Expanding Social Security isn’t enough to ensure middle-class retirement security.
Surveys find that barely 1 in 5 Americans are confident of their ability to support a comfortable retirement – and unfortunately for good reason.
In 2014, according to the Federal Reserve, 31 percent of working Americans reported having “no retirement savings or pension whatsoever.”
Many Americans think of savings as a matter of willpower and personal behavior – much like dieting and exercise. It’s one reason why the worsening state of Americans’ retirement security – now approaching crisis proportions – has yet to emerge as an issue that demands extensive government intervention.
In truth, the nation’s retirement savings crisis is as much a problem of public policy as it is about how Americans manage money. Families face massive structural barriers that no amount of personal financial discipline can overcome. Among the reasons retirement is increasingly unaffordable:
1. One in three Americans lacks access to an employer-sponsored retirement savings plan.
Research finds that people are more likely to save for retirement if they’re enrolled in an employer-sponsored retirement plan (and especially if enrollment is by default). Yet in March 2015, just 49 percent of Americans working in private-sector jobs were participating in an employer-provided retirement plan such as a 401(k), according to the Bureau of Labor Statistics (BLS).

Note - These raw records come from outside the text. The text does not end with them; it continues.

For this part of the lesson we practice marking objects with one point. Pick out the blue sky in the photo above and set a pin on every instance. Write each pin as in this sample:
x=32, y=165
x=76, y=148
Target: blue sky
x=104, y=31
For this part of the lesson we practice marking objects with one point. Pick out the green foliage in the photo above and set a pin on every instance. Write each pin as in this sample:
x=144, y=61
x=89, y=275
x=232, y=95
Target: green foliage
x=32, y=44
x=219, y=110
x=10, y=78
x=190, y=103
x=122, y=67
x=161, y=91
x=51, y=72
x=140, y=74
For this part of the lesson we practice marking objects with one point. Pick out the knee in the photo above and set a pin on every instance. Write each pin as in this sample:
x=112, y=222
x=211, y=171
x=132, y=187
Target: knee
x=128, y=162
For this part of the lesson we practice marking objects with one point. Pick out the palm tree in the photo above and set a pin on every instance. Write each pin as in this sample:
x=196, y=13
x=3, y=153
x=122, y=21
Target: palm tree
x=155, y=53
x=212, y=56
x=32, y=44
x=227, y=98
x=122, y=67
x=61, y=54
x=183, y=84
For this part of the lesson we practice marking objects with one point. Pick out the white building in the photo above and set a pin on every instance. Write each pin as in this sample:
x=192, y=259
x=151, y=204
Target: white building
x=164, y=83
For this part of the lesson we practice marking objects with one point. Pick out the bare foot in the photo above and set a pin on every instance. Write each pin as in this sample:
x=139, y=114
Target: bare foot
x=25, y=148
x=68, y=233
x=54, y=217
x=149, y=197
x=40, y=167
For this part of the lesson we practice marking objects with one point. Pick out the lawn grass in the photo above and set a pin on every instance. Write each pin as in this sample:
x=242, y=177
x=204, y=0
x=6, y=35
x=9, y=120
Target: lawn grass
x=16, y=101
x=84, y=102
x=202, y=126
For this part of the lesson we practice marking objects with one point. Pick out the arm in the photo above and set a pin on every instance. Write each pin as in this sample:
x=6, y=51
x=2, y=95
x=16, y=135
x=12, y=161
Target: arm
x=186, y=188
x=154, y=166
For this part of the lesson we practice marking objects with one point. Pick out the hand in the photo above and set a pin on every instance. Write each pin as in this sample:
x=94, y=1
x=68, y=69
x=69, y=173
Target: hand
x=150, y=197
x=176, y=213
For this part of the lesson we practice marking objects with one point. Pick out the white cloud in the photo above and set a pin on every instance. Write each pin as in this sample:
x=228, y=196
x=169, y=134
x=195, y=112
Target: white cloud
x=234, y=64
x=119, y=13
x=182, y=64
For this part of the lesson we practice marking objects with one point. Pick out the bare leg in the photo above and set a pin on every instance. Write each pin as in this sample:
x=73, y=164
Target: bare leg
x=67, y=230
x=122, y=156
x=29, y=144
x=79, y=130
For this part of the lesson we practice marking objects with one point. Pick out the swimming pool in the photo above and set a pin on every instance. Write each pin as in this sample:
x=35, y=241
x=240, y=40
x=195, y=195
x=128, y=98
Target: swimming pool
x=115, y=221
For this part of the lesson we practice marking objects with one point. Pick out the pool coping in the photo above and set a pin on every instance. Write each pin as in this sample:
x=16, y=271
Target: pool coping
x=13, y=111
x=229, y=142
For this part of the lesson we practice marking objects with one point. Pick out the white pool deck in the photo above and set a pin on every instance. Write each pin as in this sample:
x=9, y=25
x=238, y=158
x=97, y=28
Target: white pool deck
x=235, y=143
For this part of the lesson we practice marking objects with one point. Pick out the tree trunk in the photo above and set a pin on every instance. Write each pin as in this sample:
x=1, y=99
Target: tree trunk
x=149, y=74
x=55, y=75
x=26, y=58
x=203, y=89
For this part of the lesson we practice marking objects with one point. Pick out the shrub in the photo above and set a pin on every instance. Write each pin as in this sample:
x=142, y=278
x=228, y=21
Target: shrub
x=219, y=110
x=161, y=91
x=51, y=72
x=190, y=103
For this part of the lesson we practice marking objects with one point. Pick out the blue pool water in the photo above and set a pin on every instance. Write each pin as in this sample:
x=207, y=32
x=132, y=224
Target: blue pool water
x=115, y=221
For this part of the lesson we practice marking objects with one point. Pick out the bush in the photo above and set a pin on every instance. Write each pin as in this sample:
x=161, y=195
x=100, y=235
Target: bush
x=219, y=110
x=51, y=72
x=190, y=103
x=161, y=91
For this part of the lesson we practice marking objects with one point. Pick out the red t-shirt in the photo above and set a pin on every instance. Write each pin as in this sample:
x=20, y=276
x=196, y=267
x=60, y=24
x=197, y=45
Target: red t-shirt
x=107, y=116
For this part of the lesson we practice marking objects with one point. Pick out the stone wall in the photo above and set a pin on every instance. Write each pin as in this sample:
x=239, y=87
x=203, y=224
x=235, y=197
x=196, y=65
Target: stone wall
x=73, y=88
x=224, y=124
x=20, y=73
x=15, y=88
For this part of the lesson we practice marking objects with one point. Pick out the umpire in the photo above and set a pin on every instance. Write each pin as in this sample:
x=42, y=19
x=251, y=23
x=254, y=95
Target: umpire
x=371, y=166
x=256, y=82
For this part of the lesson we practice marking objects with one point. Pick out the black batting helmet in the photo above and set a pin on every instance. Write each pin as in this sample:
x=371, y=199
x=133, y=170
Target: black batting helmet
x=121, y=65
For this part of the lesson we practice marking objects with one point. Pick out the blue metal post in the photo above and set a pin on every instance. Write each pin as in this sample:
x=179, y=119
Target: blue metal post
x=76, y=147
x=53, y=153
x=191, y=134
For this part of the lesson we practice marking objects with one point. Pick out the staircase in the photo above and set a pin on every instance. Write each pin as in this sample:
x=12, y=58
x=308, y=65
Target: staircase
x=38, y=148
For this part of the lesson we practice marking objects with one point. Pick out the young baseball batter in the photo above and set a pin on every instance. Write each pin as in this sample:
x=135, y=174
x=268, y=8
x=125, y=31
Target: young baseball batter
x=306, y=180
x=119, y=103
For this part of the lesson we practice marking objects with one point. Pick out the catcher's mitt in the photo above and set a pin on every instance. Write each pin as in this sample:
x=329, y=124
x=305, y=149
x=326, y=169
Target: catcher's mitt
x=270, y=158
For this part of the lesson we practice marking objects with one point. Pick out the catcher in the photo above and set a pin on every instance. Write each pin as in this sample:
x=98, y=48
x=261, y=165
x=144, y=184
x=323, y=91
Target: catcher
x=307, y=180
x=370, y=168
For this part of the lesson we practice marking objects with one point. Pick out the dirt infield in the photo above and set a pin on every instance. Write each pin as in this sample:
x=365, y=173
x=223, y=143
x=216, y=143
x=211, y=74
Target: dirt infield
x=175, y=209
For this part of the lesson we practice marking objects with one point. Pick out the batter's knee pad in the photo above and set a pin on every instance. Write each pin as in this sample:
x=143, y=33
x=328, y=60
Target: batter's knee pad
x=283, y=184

One major problem is lack of access. The workers most likely to be offered an employer-sponsored plan work for large firms (those employing 500 people or more). But the majority of Americans work in smaller companies, including more than a third who work in firms with 100 or fewer employees. Because of administrative burdens and other costs, far fewer of these smaller firms offer retirement benefits to their workers.